The Nomex Honecomb layer is considered to be composed of mostly air.
Convection and radiation effects are neglected.
Material properties are constant.



In [49]:

    
# Import packages here:

import math as m
import numpy as np
from IPython.display import Image
import matplotlib.pyplot as plt



In [1]:

    
# Properties of Materials (engineeringtoolbox.com, Cengel, Tian)

# Conductivity
Kair = 0.026  # w/mk
Kptfe = 0.25  # w/mk
Kcf = 0.8  # transverse conductivity 0.5 -0.8 w/mk

# Fluid Properties

rhoLox = 1141  # kg/m^3
TLox = -183  # *C

# Latent Heat of Evaporation
heOxy = 214000  # j/kg


# Layer Dimensions:

r1 = 0.0381  # meters (1.5")
r2 = 0.0396  # m
r3 = 0.0399  # m
r4 = 0.0446  # m
r5 = 0.0449  # m
L = 0.13081  # meters (5.15")

# Environmental Properties:

Ts = 38  # *C
T1 = -183  #*C

Heat Transfer Rate

The following analysis was performed using steady heat conduction analysis of multilayered cylinders (Cengel, pg 156).

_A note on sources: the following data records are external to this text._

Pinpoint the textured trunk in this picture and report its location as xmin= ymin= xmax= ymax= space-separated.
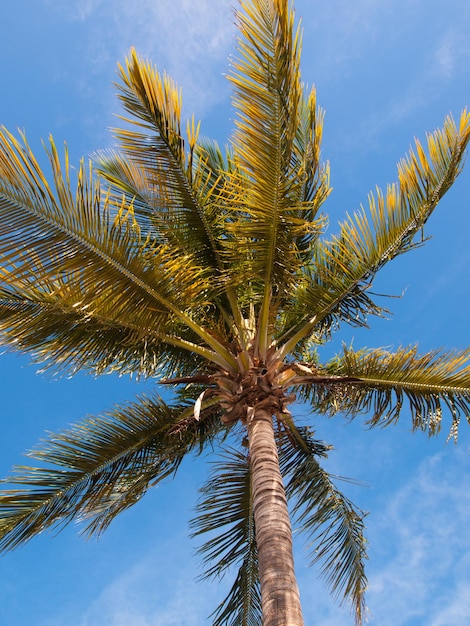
xmin=247 ymin=407 xmax=304 ymax=626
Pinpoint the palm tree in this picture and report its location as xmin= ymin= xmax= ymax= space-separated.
xmin=0 ymin=0 xmax=469 ymax=624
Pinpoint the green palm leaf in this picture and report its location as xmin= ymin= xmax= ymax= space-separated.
xmin=0 ymin=130 xmax=198 ymax=317
xmin=0 ymin=290 xmax=208 ymax=377
xmin=318 ymin=345 xmax=470 ymax=439
xmin=0 ymin=394 xmax=223 ymax=550
xmin=98 ymin=53 xmax=248 ymax=348
xmin=191 ymin=448 xmax=261 ymax=626
xmin=211 ymin=557 xmax=261 ymax=626
xmin=95 ymin=150 xmax=172 ymax=241
xmin=278 ymin=427 xmax=367 ymax=625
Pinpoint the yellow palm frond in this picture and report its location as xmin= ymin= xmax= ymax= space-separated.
xmin=279 ymin=110 xmax=470 ymax=356
xmin=101 ymin=53 xmax=249 ymax=344
xmin=228 ymin=0 xmax=328 ymax=353
xmin=111 ymin=49 xmax=223 ymax=271
xmin=0 ymin=290 xmax=213 ymax=377
xmin=0 ymin=129 xmax=237 ymax=371
xmin=95 ymin=150 xmax=171 ymax=240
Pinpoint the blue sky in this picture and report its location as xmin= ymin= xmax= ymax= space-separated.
xmin=0 ymin=0 xmax=470 ymax=624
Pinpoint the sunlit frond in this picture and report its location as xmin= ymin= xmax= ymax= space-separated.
xmin=278 ymin=427 xmax=368 ymax=625
xmin=0 ymin=129 xmax=238 ymax=370
xmin=111 ymin=49 xmax=224 ymax=270
xmin=192 ymin=140 xmax=260 ymax=313
xmin=0 ymin=2 xmax=469 ymax=624
xmin=228 ymin=0 xmax=328 ymax=353
xmin=279 ymin=109 xmax=470 ymax=355
xmin=317 ymin=345 xmax=470 ymax=440
xmin=191 ymin=449 xmax=261 ymax=626
xmin=0 ymin=394 xmax=224 ymax=550
xmin=101 ymin=55 xmax=248 ymax=344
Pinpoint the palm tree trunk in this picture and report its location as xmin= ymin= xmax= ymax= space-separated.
xmin=247 ymin=407 xmax=304 ymax=626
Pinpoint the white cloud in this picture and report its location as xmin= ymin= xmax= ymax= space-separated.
xmin=296 ymin=0 xmax=470 ymax=159
xmin=71 ymin=537 xmax=225 ymax=626
xmin=46 ymin=0 xmax=235 ymax=118
xmin=79 ymin=563 xmax=202 ymax=625
xmin=364 ymin=449 xmax=470 ymax=625
xmin=433 ymin=28 xmax=470 ymax=81
xmin=429 ymin=580 xmax=470 ymax=626
xmin=44 ymin=0 xmax=102 ymax=21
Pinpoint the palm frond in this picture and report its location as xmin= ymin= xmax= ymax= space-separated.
xmin=228 ymin=0 xmax=328 ymax=352
xmin=108 ymin=49 xmax=224 ymax=270
xmin=210 ymin=559 xmax=261 ymax=626
xmin=278 ymin=427 xmax=368 ymax=625
xmin=317 ymin=345 xmax=470 ymax=440
xmin=0 ymin=394 xmax=223 ymax=551
xmin=95 ymin=149 xmax=173 ymax=242
xmin=0 ymin=290 xmax=210 ymax=377
xmin=279 ymin=109 xmax=470 ymax=355
xmin=191 ymin=449 xmax=261 ymax=626
xmin=193 ymin=140 xmax=261 ymax=316
xmin=292 ymin=87 xmax=331 ymax=218
xmin=96 ymin=145 xmax=223 ymax=269
xmin=0 ymin=129 xmax=238 ymax=370
xmin=100 ymin=54 xmax=248 ymax=344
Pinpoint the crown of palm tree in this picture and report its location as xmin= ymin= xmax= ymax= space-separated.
xmin=0 ymin=1 xmax=469 ymax=624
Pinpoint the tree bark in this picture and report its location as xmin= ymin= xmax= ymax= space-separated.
xmin=247 ymin=407 xmax=304 ymax=626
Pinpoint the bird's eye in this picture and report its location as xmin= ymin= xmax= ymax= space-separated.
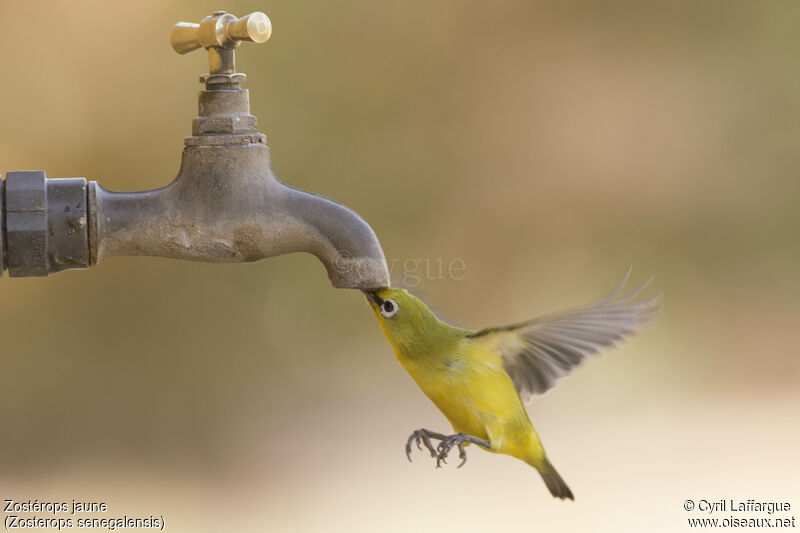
xmin=380 ymin=298 xmax=399 ymax=318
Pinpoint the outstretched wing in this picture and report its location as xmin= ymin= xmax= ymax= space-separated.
xmin=467 ymin=268 xmax=661 ymax=402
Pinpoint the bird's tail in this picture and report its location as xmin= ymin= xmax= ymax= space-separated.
xmin=537 ymin=456 xmax=574 ymax=500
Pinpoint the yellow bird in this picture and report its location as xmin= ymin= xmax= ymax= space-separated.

The heat transfer rate is given by:

$$\dot{Q} = \frac{T_s -T_1}{R_{total}}$$

where $R_{total}$ is the total thermal resistance expressed as:

$$R_{total} = R_{PTFE} + R_{CF1} + R_{Air}+ R_{CF2}$$

where:

$$R_{material} = (\frac{ln(r_{outer} / r_{inner})}{2*\pi*L*K_{material}})$$



In [3]:

    
Rptfe = m.log(r2/r1)/(2*m.pi*L*Kptfe)
Rcf1 = m.log(r3/r2)/(2*m.pi*L*Kcf)
Rair = m.log(r4/r3)/(2*m.pi*L*Kair)
Rcf2 = m.log(r5/r4)/(2*m.pi*L*Kcf)

Rtot = Rptfe + Rcf1 + Rair + Rcf2 

print('Total Thermal Resistance equals: ', "%.2f" % Rtot, 'K/W')









    



---------------------------------------------------------------------------
NameError                                 Traceback (most recent call last)
<ipython-input-3-6d6152b694e4> in <module>()
----> 1 Rptfe = m.log(r2/r1)/(2*m.pi*L*Kptfe)
      2 Rcf1 = m.log(r3/r2)/(2*m.pi*L*Kcf)
      3 Rair = m.log(r4/r3)/(2*m.pi*L*Kair)
      4 Rcf2 = m.log(r5/r4)/(2*m.pi*L*Kcf)
      5 

NameError: name 'm' is not defined



In [27]:

    
#Heat transfer rate: 
Qrate = (Ts - T1)/Rtot

print('Calculated Heat Transfer rate equals: ',"%.2f" % Qrate, 'W')









    



Calculated Heat Transfer rate equals:  40.77 W

Evaporation Rate

The energy balance on a thin layer of liquid at the surface is expressed by: (Cengel, pg. 841)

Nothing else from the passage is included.